The Berean Expositor
Volume 24 - Page 48 of 211
Index | Zoom
"The object of this trust must be a divine Person (`The Son'). See Jer. 17: 5-8:
which is a paraphrase of Psa. 1: 2, 3, and this serves to bind Psalms 1: and 2: together."
Let us turn to this passage in Jeremiah:--
"Cursed be the man that trusteth in man, and maketh flesh his arm, and whose heart
departeth from the Lord. For he shall be like the heath in the desert, and shall not see
when good cometh; but shall inhabit the parched places in the wilderness, in a salt land
and not inhabited.
Blessed is the man that trusteth in the Lord, and whose hope the Lord is. For he shall
be as a tree planted by the waters, and that spreadeth out her roots by the river, and shall
not see when heat cometh, but her leaf shall be green; and shall not be careful in the year
of drought, neither shall cease from yielding fruit" (Jer. 17: 5-8).
Psa. 2: is prophetic of the day of the Lord, and will be a word in season when the
kings of the earth assemble together against the Lord and against His Anointed.
Psa. 34: 6-8 strikes a personal note:--
"This poor man cried, and the Lord heard him, and saved him out of all his troubles
. . . . . O taste and see that the Lord is good: blessed is the man that trusteth in Him."
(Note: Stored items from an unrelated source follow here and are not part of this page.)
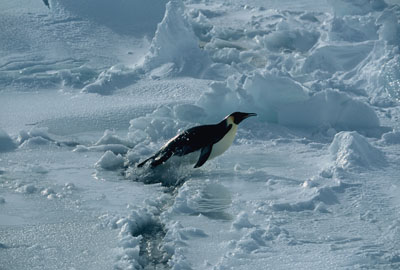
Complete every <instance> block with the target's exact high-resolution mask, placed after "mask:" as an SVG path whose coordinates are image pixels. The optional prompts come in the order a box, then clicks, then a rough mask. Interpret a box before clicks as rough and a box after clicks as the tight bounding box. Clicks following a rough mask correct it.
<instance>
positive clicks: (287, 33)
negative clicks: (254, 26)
mask: <svg viewBox="0 0 400 270" xmlns="http://www.w3.org/2000/svg"><path fill="white" fill-rule="evenodd" d="M318 39H319V33H318V32H310V31H306V30H298V29H297V30H284V31H276V32H273V33H271V34H269V35H267V36H265V37H264V38H263V39H258V40H259V41H262V42H263V44H264V46H265V47H266V48H268V49H269V50H270V51H274V52H276V51H280V50H290V51H299V52H302V53H304V52H307V51H308V50H310V49H311V48H312V47H313V46H314V45H315V44H316V43H317V41H318Z"/></svg>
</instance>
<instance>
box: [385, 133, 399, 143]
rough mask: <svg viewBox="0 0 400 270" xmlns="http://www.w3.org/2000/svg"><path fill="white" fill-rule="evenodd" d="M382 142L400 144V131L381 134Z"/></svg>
mask: <svg viewBox="0 0 400 270" xmlns="http://www.w3.org/2000/svg"><path fill="white" fill-rule="evenodd" d="M382 141H383V142H385V143H386V144H400V131H392V132H388V133H385V134H383V135H382Z"/></svg>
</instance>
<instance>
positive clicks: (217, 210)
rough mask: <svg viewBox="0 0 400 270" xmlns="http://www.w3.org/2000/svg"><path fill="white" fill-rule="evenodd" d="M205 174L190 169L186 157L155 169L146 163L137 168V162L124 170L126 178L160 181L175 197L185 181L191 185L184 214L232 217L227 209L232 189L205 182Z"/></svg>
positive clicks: (193, 169) (230, 214)
mask: <svg viewBox="0 0 400 270" xmlns="http://www.w3.org/2000/svg"><path fill="white" fill-rule="evenodd" d="M208 175H209V174H208V173H207V171H204V170H199V169H193V163H192V162H191V161H190V159H186V162H182V159H180V160H177V161H175V160H174V159H172V160H171V161H168V162H166V163H164V164H162V165H160V166H157V167H155V168H151V167H150V166H148V165H146V166H143V167H142V168H137V167H136V165H132V166H130V167H129V168H128V169H127V170H126V171H125V177H126V178H128V179H130V180H132V181H138V182H142V183H144V184H161V185H162V186H163V187H164V188H165V189H164V192H166V193H169V194H172V195H173V196H174V198H176V197H177V196H178V195H179V190H180V188H181V187H182V186H183V185H184V184H185V183H187V185H188V186H191V188H190V189H189V190H190V192H191V193H193V194H191V195H188V196H189V197H188V198H187V200H188V201H190V203H189V204H190V206H189V208H190V210H189V211H188V212H187V214H189V215H192V216H198V215H203V216H205V217H207V218H209V219H214V220H222V221H229V220H232V219H233V216H232V215H231V214H230V213H229V212H228V211H229V209H230V207H231V204H232V196H231V192H230V191H229V190H228V189H227V188H226V187H224V186H223V185H221V184H219V183H215V182H210V181H207V182H205V181H204V179H205V177H207V176H208Z"/></svg>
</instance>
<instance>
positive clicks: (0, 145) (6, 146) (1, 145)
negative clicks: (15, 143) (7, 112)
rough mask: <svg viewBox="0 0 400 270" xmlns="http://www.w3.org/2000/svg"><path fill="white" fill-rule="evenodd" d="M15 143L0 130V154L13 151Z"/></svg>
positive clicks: (9, 137) (4, 131) (2, 129)
mask: <svg viewBox="0 0 400 270" xmlns="http://www.w3.org/2000/svg"><path fill="white" fill-rule="evenodd" d="M15 148H16V146H15V143H14V141H13V140H12V139H11V138H10V136H9V135H8V134H7V133H6V132H5V131H4V130H3V129H1V128H0V152H7V151H11V150H13V149H15Z"/></svg>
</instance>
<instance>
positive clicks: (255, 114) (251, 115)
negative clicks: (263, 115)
mask: <svg viewBox="0 0 400 270" xmlns="http://www.w3.org/2000/svg"><path fill="white" fill-rule="evenodd" d="M250 116H257V114H256V113H248V114H247V115H246V116H245V117H244V119H246V118H249V117H250Z"/></svg>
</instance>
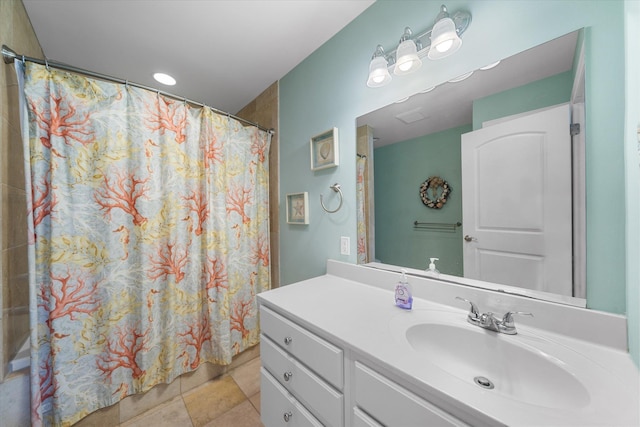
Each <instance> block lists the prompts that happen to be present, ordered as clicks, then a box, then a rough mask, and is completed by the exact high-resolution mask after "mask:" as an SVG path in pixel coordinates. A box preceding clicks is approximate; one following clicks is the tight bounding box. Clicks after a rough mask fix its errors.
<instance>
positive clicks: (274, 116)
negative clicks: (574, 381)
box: [0, 0, 280, 288]
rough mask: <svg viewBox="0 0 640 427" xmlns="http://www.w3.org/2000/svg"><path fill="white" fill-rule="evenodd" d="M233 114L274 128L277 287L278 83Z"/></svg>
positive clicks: (278, 227) (273, 272) (278, 234)
mask: <svg viewBox="0 0 640 427" xmlns="http://www.w3.org/2000/svg"><path fill="white" fill-rule="evenodd" d="M0 1H2V0H0ZM236 115H237V116H238V117H242V118H243V119H246V120H249V121H252V122H254V123H257V124H259V125H260V126H262V127H263V128H267V129H273V130H274V134H273V136H272V138H271V150H270V151H269V228H270V240H271V287H272V288H277V287H278V286H280V256H279V255H280V243H279V242H280V239H279V235H280V225H279V224H278V218H279V214H278V212H279V205H278V194H279V188H280V187H279V181H278V176H279V173H278V169H279V161H278V153H279V150H278V82H275V83H274V84H272V85H271V86H269V87H268V88H267V89H266V90H265V91H264V92H262V93H261V94H260V95H259V96H258V97H257V98H256V99H254V100H253V101H251V102H250V103H249V104H247V105H246V106H245V107H244V108H243V109H242V110H240V111H239V112H238V113H237V114H236Z"/></svg>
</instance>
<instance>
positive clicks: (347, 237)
mask: <svg viewBox="0 0 640 427" xmlns="http://www.w3.org/2000/svg"><path fill="white" fill-rule="evenodd" d="M350 240H351V239H349V238H348V237H345V236H342V237H340V254H341V255H349V254H351V241H350Z"/></svg>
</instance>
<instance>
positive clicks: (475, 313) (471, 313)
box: [456, 297, 480, 318]
mask: <svg viewBox="0 0 640 427" xmlns="http://www.w3.org/2000/svg"><path fill="white" fill-rule="evenodd" d="M456 299H459V300H460V301H466V302H468V303H469V304H470V305H471V308H470V310H469V317H473V318H477V317H478V316H480V311H479V310H478V306H477V305H476V304H475V303H474V302H473V301H469V300H468V299H466V298H462V297H456Z"/></svg>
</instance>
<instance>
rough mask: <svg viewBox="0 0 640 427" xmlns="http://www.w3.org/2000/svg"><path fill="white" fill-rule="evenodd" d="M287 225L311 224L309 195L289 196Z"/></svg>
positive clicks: (287, 195)
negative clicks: (294, 224) (309, 219)
mask: <svg viewBox="0 0 640 427" xmlns="http://www.w3.org/2000/svg"><path fill="white" fill-rule="evenodd" d="M287 224H303V225H304V224H309V193H307V192H306V191H305V192H304V193H291V194H287Z"/></svg>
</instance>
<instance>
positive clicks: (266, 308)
mask: <svg viewBox="0 0 640 427" xmlns="http://www.w3.org/2000/svg"><path fill="white" fill-rule="evenodd" d="M260 326H261V328H262V333H263V334H265V335H267V336H268V337H269V338H271V339H272V340H273V341H274V342H275V343H276V344H278V345H279V346H280V347H282V348H283V349H285V350H286V351H287V352H288V353H289V354H291V355H292V356H294V357H295V358H297V359H298V360H301V361H302V362H303V363H304V364H305V365H307V366H308V367H309V368H311V370H313V371H314V372H316V373H317V374H318V375H320V376H321V377H322V378H324V379H325V380H327V381H328V382H329V383H330V384H331V385H332V386H334V387H335V388H337V389H338V390H342V386H343V354H342V350H341V349H339V348H338V347H336V346H334V345H332V344H330V343H328V342H327V341H325V340H323V339H322V338H320V337H318V336H316V335H314V334H312V333H311V332H309V331H307V330H306V329H304V328H302V327H300V326H298V325H296V324H295V323H293V322H291V321H290V320H288V319H286V318H284V317H282V316H281V315H279V314H277V313H275V312H274V311H272V310H270V309H268V308H266V307H264V306H261V307H260Z"/></svg>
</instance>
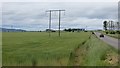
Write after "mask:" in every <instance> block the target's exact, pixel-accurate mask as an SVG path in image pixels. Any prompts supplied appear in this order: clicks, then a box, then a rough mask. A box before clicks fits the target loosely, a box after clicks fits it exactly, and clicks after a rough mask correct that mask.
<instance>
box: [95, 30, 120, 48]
mask: <svg viewBox="0 0 120 68" xmlns="http://www.w3.org/2000/svg"><path fill="white" fill-rule="evenodd" d="M100 34H101V33H99V32H95V35H96V36H97V37H98V38H99V39H101V40H103V41H104V42H105V43H108V44H109V45H111V46H113V47H114V48H116V49H118V48H119V47H118V44H119V43H120V42H118V39H115V38H112V37H109V36H107V35H104V37H103V38H100V37H99V35H100ZM119 49H120V48H119Z"/></svg>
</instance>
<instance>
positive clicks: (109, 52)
mask: <svg viewBox="0 0 120 68" xmlns="http://www.w3.org/2000/svg"><path fill="white" fill-rule="evenodd" d="M71 56H72V57H71V59H70V63H69V64H70V65H79V66H117V65H118V51H117V50H116V49H114V48H113V47H111V46H110V45H108V44H106V43H104V42H103V41H101V40H100V39H98V38H96V36H94V35H92V36H91V37H90V38H89V39H88V40H87V41H85V43H83V44H81V45H80V46H79V47H78V48H76V50H75V51H74V52H73V53H72V54H71Z"/></svg>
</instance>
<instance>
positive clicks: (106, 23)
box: [103, 21, 107, 30]
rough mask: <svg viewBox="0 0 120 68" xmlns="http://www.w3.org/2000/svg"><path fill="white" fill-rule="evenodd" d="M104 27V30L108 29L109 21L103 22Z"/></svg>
mask: <svg viewBox="0 0 120 68" xmlns="http://www.w3.org/2000/svg"><path fill="white" fill-rule="evenodd" d="M103 27H104V30H107V21H104V22H103Z"/></svg>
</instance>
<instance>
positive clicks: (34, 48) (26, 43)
mask: <svg viewBox="0 0 120 68" xmlns="http://www.w3.org/2000/svg"><path fill="white" fill-rule="evenodd" d="M2 34H3V36H2V46H3V55H2V57H3V58H2V59H3V66H18V65H21V66H61V65H64V66H66V65H67V64H68V61H69V57H70V53H71V52H72V51H74V49H75V48H76V47H78V45H79V44H81V43H82V42H83V41H85V40H86V39H88V37H89V35H90V33H89V32H75V33H69V32H68V33H67V32H62V34H61V37H58V33H52V36H51V37H49V36H48V33H45V32H4V33H2Z"/></svg>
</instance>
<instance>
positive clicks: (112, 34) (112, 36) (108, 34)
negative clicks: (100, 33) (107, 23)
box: [99, 31, 120, 39]
mask: <svg viewBox="0 0 120 68" xmlns="http://www.w3.org/2000/svg"><path fill="white" fill-rule="evenodd" d="M99 32H100V33H103V34H105V35H108V36H110V37H113V38H116V39H120V34H117V33H115V34H110V33H108V34H106V33H105V31H99Z"/></svg>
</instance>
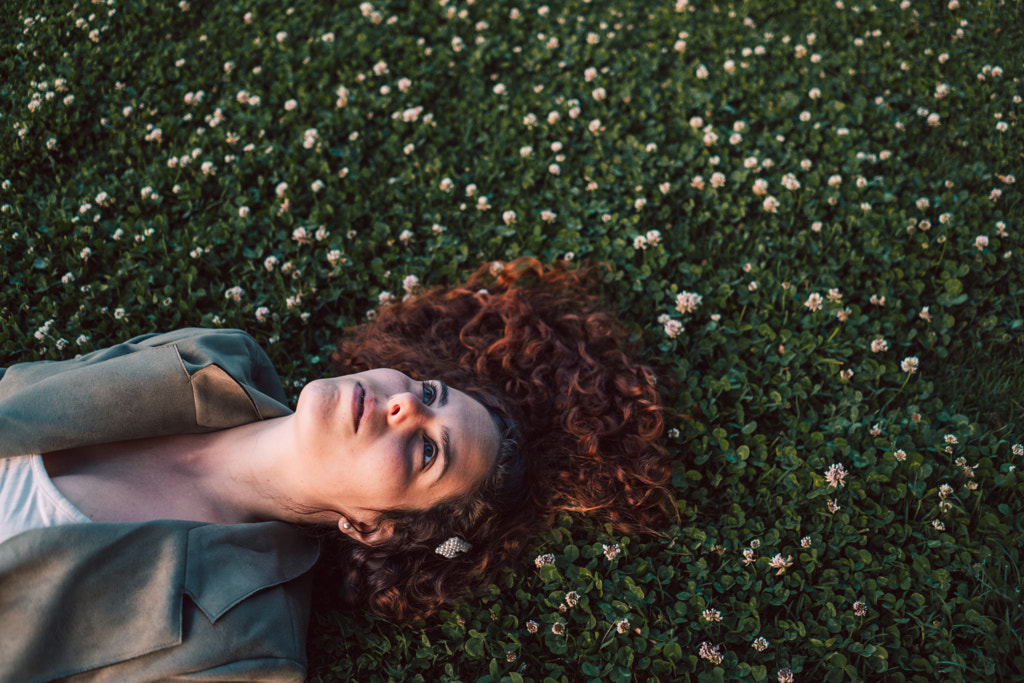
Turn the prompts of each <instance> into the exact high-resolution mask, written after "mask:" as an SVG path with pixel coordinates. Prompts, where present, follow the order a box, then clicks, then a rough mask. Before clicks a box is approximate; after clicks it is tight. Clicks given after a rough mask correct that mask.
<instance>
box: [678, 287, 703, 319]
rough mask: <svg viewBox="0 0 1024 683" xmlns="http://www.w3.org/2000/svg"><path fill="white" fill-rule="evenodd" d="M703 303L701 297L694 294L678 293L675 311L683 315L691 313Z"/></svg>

It is doubly blessed when we not only enjoy the goodness of the Lord ourselves, but
can give personal testimony to this blessedness: "This poor man cried"; "O taste and
see."
In Psa. 40: we have a most wonderful description of the horrors of sin, its defilement,
its terrible power, and the hopeless and helpless condition of all who are under its
dominion, followed by the exultant feeling of security, the blessed relief, the exchange of
miry clay for solid rock, and the establishing of one's goings. Then the song of praise
and the testimony of others:--
"He brought me up also out of an horrible pit, out of the miry clay, and set my feet
upon a rock, and established my goings. And He hath put a new song in my mouth, even
praise unto our God; many shall see it, and fear, and shall trust in the Lord. Blessed is
that man that maketh the Lord his trust" (Psa. 40: 2-4).
Here then is the second Biblical blessing of the Psalms, the blessing of trust, the
blessing of confidence, the blessing of a mighty refuge, a rock of ages, a shield and
buckler; someone to whom the weak may cling and be at peace.
If we know the blessedness of sins forgiven, we may also know the blessedness of
perfect trust:--
"The blessing of the Lord, it maketh rich, and He addeth no sorrow with it" (Prov. 10: 22).